It was in the midst of premarital counseling with my pastor here at Fellowship Church (Andy Eiss) many years ago where we created a great friendship. It stemmed from our common love of the Red Sox and the Cowboys at the time. (As a current die hard Patriot fan, Andy may never confess to the previous Dallas Cowboy bandwagon riding but I remember it all too well)

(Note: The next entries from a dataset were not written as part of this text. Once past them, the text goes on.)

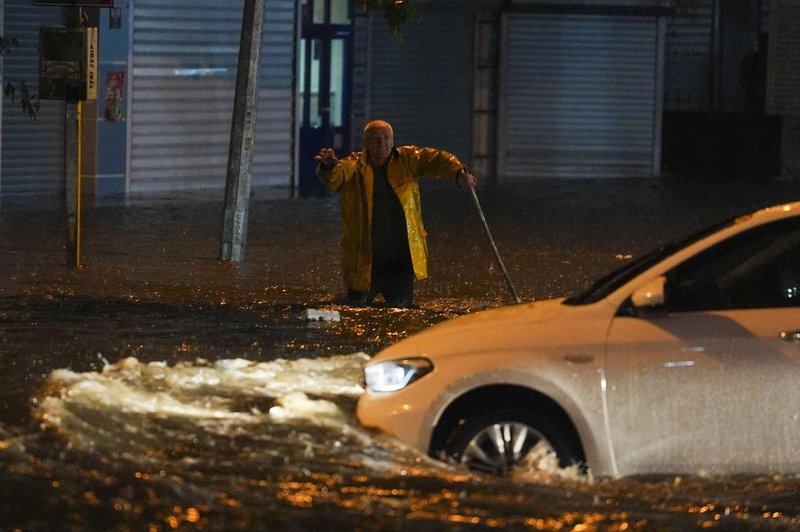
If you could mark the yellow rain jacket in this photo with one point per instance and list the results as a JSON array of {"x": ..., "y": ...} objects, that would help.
[{"x": 352, "y": 176}]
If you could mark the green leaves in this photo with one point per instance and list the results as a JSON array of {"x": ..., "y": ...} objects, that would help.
[{"x": 397, "y": 13}]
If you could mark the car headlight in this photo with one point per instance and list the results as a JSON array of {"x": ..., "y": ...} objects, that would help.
[{"x": 394, "y": 375}]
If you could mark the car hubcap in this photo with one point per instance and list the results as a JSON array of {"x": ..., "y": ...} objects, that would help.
[{"x": 502, "y": 447}]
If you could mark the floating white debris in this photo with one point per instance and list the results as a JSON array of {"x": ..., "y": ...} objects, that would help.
[{"x": 312, "y": 314}]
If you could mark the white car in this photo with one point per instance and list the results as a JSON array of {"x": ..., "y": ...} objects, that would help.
[{"x": 685, "y": 360}]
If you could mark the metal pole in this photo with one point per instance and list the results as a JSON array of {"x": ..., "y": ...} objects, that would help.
[
  {"x": 240, "y": 156},
  {"x": 494, "y": 247},
  {"x": 72, "y": 184}
]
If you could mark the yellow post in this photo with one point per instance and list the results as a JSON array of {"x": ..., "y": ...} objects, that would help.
[{"x": 78, "y": 202}]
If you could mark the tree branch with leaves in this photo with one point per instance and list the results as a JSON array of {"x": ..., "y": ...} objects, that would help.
[{"x": 396, "y": 13}]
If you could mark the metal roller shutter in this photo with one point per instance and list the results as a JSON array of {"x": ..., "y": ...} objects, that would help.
[
  {"x": 33, "y": 150},
  {"x": 421, "y": 83},
  {"x": 579, "y": 96},
  {"x": 184, "y": 75}
]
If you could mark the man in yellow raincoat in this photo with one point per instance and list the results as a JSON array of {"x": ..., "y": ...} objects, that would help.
[{"x": 384, "y": 245}]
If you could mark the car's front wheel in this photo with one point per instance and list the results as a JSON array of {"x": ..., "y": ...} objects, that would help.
[{"x": 501, "y": 443}]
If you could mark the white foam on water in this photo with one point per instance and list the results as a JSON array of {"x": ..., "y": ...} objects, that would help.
[{"x": 204, "y": 391}]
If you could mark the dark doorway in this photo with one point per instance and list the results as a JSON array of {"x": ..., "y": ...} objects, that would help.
[{"x": 324, "y": 84}]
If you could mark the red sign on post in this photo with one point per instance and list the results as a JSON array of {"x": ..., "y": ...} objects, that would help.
[{"x": 75, "y": 3}]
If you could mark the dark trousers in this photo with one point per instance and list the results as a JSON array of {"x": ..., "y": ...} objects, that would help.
[{"x": 394, "y": 280}]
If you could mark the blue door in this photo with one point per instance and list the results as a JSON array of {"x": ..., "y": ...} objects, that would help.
[{"x": 324, "y": 84}]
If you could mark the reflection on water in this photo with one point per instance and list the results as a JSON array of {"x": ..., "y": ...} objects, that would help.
[
  {"x": 239, "y": 444},
  {"x": 159, "y": 389}
]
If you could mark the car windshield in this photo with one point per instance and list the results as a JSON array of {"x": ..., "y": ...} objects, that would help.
[{"x": 610, "y": 282}]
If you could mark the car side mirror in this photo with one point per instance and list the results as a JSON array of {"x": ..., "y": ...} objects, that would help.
[{"x": 650, "y": 294}]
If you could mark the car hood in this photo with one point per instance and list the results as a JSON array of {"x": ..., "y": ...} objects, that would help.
[{"x": 517, "y": 327}]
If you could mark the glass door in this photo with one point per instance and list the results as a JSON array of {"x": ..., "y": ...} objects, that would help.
[{"x": 323, "y": 84}]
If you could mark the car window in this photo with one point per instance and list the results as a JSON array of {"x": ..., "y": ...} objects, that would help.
[
  {"x": 618, "y": 277},
  {"x": 759, "y": 268}
]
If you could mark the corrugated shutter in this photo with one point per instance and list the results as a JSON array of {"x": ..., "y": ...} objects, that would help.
[
  {"x": 33, "y": 150},
  {"x": 184, "y": 75},
  {"x": 688, "y": 58},
  {"x": 578, "y": 96},
  {"x": 422, "y": 83}
]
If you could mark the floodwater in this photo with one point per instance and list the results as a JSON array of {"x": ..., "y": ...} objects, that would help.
[{"x": 157, "y": 388}]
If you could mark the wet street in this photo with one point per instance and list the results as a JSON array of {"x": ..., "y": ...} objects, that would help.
[{"x": 157, "y": 388}]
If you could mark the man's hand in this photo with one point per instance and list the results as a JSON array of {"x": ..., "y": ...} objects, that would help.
[
  {"x": 465, "y": 179},
  {"x": 326, "y": 157}
]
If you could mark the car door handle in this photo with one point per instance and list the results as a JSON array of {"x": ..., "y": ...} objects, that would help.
[
  {"x": 790, "y": 336},
  {"x": 579, "y": 359}
]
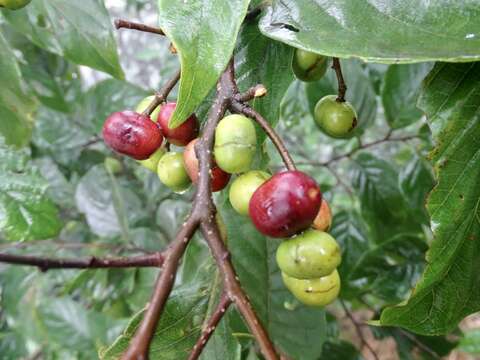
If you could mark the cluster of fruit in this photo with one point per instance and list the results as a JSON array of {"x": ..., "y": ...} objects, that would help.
[{"x": 334, "y": 117}]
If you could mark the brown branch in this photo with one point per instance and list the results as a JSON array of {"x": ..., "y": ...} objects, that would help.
[
  {"x": 210, "y": 327},
  {"x": 358, "y": 329},
  {"x": 246, "y": 110},
  {"x": 119, "y": 23},
  {"x": 44, "y": 264},
  {"x": 161, "y": 96}
]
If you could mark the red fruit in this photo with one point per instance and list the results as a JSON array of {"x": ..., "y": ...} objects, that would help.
[
  {"x": 219, "y": 177},
  {"x": 182, "y": 134},
  {"x": 285, "y": 204},
  {"x": 132, "y": 134}
]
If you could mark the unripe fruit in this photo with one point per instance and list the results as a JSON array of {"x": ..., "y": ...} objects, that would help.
[
  {"x": 323, "y": 221},
  {"x": 312, "y": 254},
  {"x": 235, "y": 143},
  {"x": 314, "y": 292},
  {"x": 243, "y": 188},
  {"x": 182, "y": 134},
  {"x": 132, "y": 134},
  {"x": 286, "y": 204},
  {"x": 308, "y": 66},
  {"x": 142, "y": 105},
  {"x": 14, "y": 4},
  {"x": 172, "y": 173},
  {"x": 219, "y": 178},
  {"x": 335, "y": 118},
  {"x": 152, "y": 162}
]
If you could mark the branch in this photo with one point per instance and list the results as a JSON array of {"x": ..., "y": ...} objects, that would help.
[
  {"x": 44, "y": 264},
  {"x": 208, "y": 330},
  {"x": 342, "y": 88},
  {"x": 246, "y": 110},
  {"x": 119, "y": 23}
]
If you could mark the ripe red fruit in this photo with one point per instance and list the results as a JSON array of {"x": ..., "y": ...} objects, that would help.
[
  {"x": 285, "y": 204},
  {"x": 182, "y": 134},
  {"x": 132, "y": 134},
  {"x": 219, "y": 178}
]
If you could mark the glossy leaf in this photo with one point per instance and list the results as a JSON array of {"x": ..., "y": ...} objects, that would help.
[
  {"x": 297, "y": 330},
  {"x": 449, "y": 289},
  {"x": 378, "y": 31},
  {"x": 204, "y": 49},
  {"x": 400, "y": 91},
  {"x": 79, "y": 31},
  {"x": 16, "y": 104}
]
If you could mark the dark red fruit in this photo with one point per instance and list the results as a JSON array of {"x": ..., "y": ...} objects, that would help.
[
  {"x": 182, "y": 134},
  {"x": 132, "y": 134},
  {"x": 285, "y": 204},
  {"x": 219, "y": 178}
]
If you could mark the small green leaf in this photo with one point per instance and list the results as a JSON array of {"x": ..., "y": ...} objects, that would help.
[
  {"x": 79, "y": 31},
  {"x": 449, "y": 289},
  {"x": 204, "y": 49}
]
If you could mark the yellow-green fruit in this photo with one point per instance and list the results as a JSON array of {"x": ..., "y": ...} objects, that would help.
[
  {"x": 235, "y": 143},
  {"x": 308, "y": 66},
  {"x": 142, "y": 105},
  {"x": 243, "y": 188},
  {"x": 310, "y": 255},
  {"x": 172, "y": 173},
  {"x": 14, "y": 4},
  {"x": 314, "y": 292},
  {"x": 335, "y": 118},
  {"x": 152, "y": 162}
]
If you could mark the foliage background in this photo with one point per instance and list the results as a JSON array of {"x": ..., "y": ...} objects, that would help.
[{"x": 54, "y": 187}]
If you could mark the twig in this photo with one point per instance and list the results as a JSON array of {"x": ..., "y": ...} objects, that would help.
[
  {"x": 209, "y": 328},
  {"x": 44, "y": 264},
  {"x": 246, "y": 110},
  {"x": 161, "y": 96},
  {"x": 342, "y": 87},
  {"x": 358, "y": 330},
  {"x": 120, "y": 23}
]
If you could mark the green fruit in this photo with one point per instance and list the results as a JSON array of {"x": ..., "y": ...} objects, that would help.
[
  {"x": 152, "y": 162},
  {"x": 142, "y": 105},
  {"x": 235, "y": 143},
  {"x": 14, "y": 4},
  {"x": 172, "y": 173},
  {"x": 314, "y": 292},
  {"x": 113, "y": 165},
  {"x": 335, "y": 118},
  {"x": 310, "y": 255},
  {"x": 308, "y": 66},
  {"x": 243, "y": 188}
]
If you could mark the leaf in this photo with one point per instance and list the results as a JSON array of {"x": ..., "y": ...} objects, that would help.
[
  {"x": 26, "y": 212},
  {"x": 297, "y": 330},
  {"x": 378, "y": 31},
  {"x": 273, "y": 71},
  {"x": 204, "y": 49},
  {"x": 449, "y": 288},
  {"x": 400, "y": 92},
  {"x": 16, "y": 105},
  {"x": 79, "y": 31}
]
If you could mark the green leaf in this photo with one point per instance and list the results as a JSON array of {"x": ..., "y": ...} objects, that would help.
[
  {"x": 273, "y": 71},
  {"x": 378, "y": 31},
  {"x": 400, "y": 92},
  {"x": 79, "y": 31},
  {"x": 450, "y": 287},
  {"x": 297, "y": 330},
  {"x": 16, "y": 105},
  {"x": 204, "y": 49},
  {"x": 26, "y": 212}
]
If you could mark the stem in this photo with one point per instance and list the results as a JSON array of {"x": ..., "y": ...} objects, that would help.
[
  {"x": 276, "y": 140},
  {"x": 120, "y": 23},
  {"x": 342, "y": 88},
  {"x": 44, "y": 264}
]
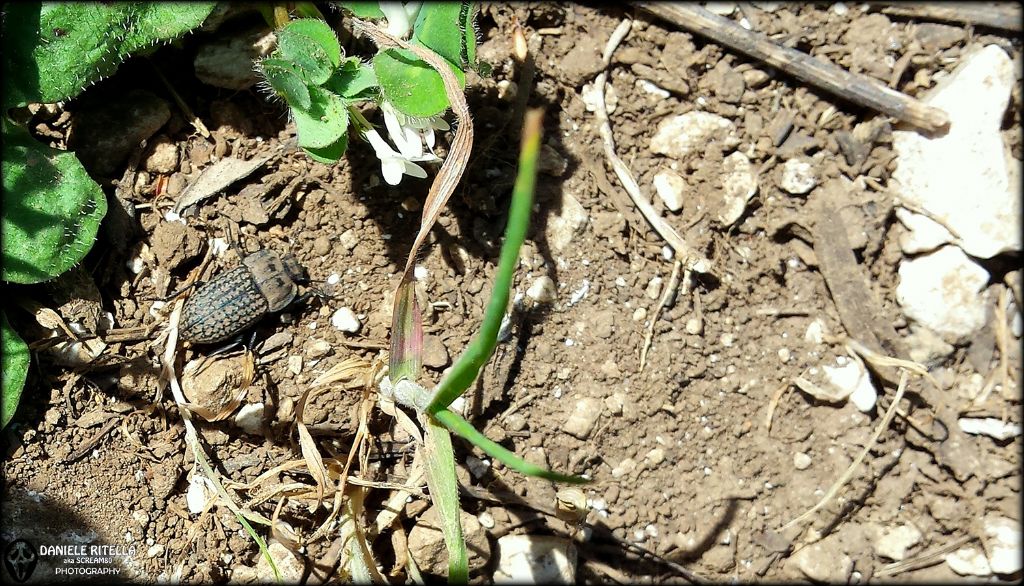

The closer I got to Andy the more he challenged me....as a friend and as my pastor. There were times it would stress me out when he asked me to get involved in something. I would go home and figure out a way that I can decline the offer in the best way. But as I look back now I am forever thankful. I see today that God intentionally put him (Andy) in my life to make me more valuable and available to Him (God). It was in these many moments of uncomfortableness that I grew more closer to God than ever before. "Hey Rich, what do you think about leading a Growth Group?" or "How about I have you speak in front of all these people on a Sunday?" Are you kidding me? Do you know who I am? Lead? Speak? I don't know about that. Back then (and even today) I felt like Moses in Exodus 4:10-11 But Moses pleaded with the Lord, “O Lord, I’m not very good with words. I never have been, and I’m not now, even though you have spoken to me. I get tongue-tied, and my words get tangled.”11 Then the Lord asked Moses, “Who makes a person’s mouth? Who decides whether people speak or do not speak, hear or do not hear, see or do not see? Is it not I, the Lord?
We are all created in the image of God. We are children of the living God. We have divine potential. The world will tell us we can't or we shouldn't but God will tell us we can and we should.
Jeremiah 29:11 For I know the plans I have for you,” says the Lord. “They are plans for good and not for disaster, to give you a future and a hope.
Today, following what Pastor Andy did for me, I do for others. I am trying to constantly challenge others and put them in uncomfortable areas where I think they'd shine. And I know some of them would wish that I'd leave them alone. I'm sure some of them see a text or phone call from me and wonder, "Oh great! Now what does he want from me?" I would answer I just want the best for you which, in turn, will be the best for those around them as well.
God has got huge things for you and I. What's getting in the way of being a bit uncomfortable and coming out of it better than ever before?